The Amogha-1 (lit. 'Unfailing') is a second generation guided anti-tank missile with a range up to 2.8 km. It is under development by Research and Development Division of Bharat Dynamics Limited at Hyderabad. It is the first missile designed and tested by Bharat Dynamics.
The missile will be produced in two versions. The land version has already been tested. The infrared version of the missile uses a "thermal intelligent vision" to attack its target.

==Testing==

- The Amogha-I missile has a range of 2.5 to 2.8 km. It was reported that two missiles were tested in September 2015 at the Babina Army Range in Madhya Pradesh. Both missiles hit their targets in the test. These tests found no significant difference between this missile and other anti-tank missiles. The performance of the missile is measured by both the gunner and commander of the Advanced Target Acquisition systems.
- On 14 October 2017, the Amogha-II missile was successfully test fired for the first time using a launcher on the ground.
- On 26 March 2023, BDL successfully test fired Amogha-III meeting all mission objectives.
- On 21 February 2024, Indian Army's Battle Axe Division (12 Infantry Division, part of XII Corps) tested the 2.5 km range ATGM in Jaisalmer district. The missile was fired from man portable tripod. The missile uses a tandem high-explosive anti-tank (HEAT) warhead to neutralise vehicles with explosive reactive armour (ERA).

== Variant ==

=== Amogha-II ===
Amogha-II uses Semi Automatic Command to Line of Sight (SACLOS) with a radio frequency seeker.

=== Amogha-III ===
On 7 February 2020, BDL unveiled third generation man portable Amogha-III ATGM at Defexpo 2020 in Lucknow. The missile has conventional cylindrical body, eight mid-body foldable fins and four larger aft fins for flight stabilization. It is powered by dual-thrust rocket motor with thrust vector control and burns smokeless propellant.
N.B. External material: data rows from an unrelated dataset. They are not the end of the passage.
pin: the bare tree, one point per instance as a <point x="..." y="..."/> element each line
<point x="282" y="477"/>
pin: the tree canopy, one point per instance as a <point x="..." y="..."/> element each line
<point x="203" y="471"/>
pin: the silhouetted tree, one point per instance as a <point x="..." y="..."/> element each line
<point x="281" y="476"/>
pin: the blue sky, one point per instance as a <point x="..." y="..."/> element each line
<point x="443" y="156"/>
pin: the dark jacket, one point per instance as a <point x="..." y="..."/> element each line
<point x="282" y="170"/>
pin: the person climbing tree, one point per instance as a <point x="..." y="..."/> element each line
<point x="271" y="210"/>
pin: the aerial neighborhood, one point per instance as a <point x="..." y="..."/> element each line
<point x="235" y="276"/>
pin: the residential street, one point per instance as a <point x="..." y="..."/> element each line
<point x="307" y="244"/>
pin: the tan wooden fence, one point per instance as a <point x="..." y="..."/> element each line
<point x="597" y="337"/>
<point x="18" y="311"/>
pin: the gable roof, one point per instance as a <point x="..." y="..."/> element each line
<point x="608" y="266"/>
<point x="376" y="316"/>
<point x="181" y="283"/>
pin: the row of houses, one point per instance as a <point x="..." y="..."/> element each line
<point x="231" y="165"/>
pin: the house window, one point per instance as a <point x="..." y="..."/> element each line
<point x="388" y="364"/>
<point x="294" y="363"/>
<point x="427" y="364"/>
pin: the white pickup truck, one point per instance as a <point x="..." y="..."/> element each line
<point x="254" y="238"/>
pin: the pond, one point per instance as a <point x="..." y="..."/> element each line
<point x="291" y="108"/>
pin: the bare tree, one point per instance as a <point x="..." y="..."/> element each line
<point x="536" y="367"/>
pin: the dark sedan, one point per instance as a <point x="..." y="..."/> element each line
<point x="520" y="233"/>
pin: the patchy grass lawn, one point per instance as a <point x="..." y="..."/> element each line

The terminal seeker has dual mode imaging infrared (IIR) and electro-optical (EO) assembly. Amogha-III can hit the target at top attack and direct attack mode. Target must be locked before launch. The missile uses an anti-armour tandem warhead that can penetrate 650 mm beyond Explosive Reactive Armour (ERA). Operational range is between 200-2500 m with 18 kg weight although BDL is planning to reduce it to 15-16 kg once the missile hits mass production. The complete system includes missile, tripod and a command launch unit (CLU) with remote operation capability.
== Further Developments ==
The Amogha will be configured to be used on HAL Rudra and HAL Prachand. Soon it will have land version, an air-launched version and a portable version.